Excellent choice, these are very good and get overlooked way too often in my experience!


----------



## doblemaduro (Jun 24, 2007)

That is just way too many to store. I have humi space just the right size for those and would be happy to store them for you.


----------



## sofaman (Jun 20, 2007)

Those look mighty tasty!!!


----------



## jitzy (Jan 7, 2007)

those are freakin awesome smokes you will love them


----------



## Sea Jay (Jan 28, 2008)

Very nice! Those are excellent smokes. You won't be disapointed.


----------



## LkyLindy (Feb 1, 2008)

Nice smokes-very nice


----------



## Doogie (Oct 15, 2007)

yummy:dribble::dribble:


----------



## tx_tuff (Jun 16, 2007)

Man I didn't know the devil site sold good cigars!


----------



## Cypress (Jun 27, 2007)

Nice pick up.


----------



## Brazilla-cl (Feb 20, 2008)

tx_tuff said:


> Man I didn't know the devil site sold good cigars!


Surely you jest! *OMG!!!! he did get them on CB!!!*


----------



## boomerd35 (Apr 24, 2007)

I just had another one of these, and I didn't want to put it down. It's a great smoke!!


----------



## Wingfan13-cl (Apr 30, 2007)

boomerd35 said:


> I just had another one of these, and I didn't want to put it down. It's a great smoke!!
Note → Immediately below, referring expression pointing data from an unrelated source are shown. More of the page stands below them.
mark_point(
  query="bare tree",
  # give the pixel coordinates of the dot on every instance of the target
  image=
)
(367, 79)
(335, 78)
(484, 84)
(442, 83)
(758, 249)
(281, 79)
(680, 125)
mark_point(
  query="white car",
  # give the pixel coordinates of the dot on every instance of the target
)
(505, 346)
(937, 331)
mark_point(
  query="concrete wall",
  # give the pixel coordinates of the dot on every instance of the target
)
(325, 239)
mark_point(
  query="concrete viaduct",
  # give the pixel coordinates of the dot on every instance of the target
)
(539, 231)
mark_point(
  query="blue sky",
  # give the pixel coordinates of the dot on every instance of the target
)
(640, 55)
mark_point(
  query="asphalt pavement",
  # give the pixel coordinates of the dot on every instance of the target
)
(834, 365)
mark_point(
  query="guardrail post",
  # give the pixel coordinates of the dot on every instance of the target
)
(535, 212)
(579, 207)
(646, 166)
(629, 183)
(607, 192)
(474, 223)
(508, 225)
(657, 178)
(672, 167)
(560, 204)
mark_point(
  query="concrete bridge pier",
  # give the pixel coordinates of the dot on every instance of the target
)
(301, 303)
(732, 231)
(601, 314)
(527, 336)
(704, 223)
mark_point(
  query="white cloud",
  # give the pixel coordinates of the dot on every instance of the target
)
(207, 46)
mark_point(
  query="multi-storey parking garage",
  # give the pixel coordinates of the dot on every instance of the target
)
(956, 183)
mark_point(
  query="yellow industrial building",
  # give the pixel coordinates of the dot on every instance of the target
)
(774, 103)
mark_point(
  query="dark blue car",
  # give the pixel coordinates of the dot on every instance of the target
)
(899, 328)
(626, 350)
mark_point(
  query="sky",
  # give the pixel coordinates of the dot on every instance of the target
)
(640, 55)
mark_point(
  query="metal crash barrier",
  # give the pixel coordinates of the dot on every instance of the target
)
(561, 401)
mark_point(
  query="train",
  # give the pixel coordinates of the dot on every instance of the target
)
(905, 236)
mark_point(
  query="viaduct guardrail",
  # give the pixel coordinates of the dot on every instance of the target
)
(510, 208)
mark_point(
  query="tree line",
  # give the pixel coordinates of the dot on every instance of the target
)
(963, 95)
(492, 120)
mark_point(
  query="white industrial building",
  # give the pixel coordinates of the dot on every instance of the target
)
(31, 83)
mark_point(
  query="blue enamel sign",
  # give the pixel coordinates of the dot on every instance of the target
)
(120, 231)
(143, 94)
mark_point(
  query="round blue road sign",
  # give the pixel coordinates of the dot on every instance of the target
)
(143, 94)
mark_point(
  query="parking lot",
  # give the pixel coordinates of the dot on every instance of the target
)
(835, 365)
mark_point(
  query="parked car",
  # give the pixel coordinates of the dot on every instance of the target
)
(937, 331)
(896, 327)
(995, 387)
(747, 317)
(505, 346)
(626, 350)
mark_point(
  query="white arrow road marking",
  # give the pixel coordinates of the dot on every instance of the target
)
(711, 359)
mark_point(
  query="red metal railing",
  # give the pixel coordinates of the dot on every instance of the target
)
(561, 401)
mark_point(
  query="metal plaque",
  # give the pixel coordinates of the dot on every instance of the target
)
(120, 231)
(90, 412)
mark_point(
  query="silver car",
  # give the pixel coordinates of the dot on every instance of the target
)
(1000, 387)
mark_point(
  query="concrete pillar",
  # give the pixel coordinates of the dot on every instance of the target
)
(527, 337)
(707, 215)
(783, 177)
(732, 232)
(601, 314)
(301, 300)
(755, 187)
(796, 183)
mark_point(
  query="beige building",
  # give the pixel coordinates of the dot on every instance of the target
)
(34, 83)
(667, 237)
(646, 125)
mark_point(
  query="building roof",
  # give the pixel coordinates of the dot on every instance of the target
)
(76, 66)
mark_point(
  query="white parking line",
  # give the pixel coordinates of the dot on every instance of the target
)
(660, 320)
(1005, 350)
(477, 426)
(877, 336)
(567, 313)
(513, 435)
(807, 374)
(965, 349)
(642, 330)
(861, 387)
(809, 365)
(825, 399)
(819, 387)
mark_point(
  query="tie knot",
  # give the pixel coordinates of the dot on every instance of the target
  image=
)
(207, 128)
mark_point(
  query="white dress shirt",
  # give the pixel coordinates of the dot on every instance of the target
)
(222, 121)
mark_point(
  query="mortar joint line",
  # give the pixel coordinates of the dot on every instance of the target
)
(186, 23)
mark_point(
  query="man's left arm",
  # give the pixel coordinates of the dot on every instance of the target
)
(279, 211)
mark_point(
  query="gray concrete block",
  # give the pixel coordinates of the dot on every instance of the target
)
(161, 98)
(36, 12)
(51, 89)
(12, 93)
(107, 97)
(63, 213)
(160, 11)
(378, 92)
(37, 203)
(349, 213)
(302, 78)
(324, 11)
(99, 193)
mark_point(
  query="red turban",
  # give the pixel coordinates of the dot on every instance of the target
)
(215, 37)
I just had one recently also and really enjoyed it. I have been searching Cbid ever since.


----------



## hiway_86 (Jan 9, 2008)

Very nice!! Those look great!! I have been wanting to try those after hearing such good things


----------



## amateurke (Mar 28, 2008)

Never smoked these, but looking at the posts above, you have there a bunch of exellent cigars! Enjoy them!


----------



## happy1 (Jun 29, 2007)

Good looking smokes


----------



## baba (Nov 5, 2007)

Great buy! Good smoke - and I believe it is a limited run.


----------



## m69c44 (Nov 5, 2007)

Man Those look so yummy:dribble:


----------



## ezmoney5150 (Jan 23, 2008)

That is one of Litto's masterpieces' that I haven't tried yet. I'm sure it's great just like everything else he does.


----------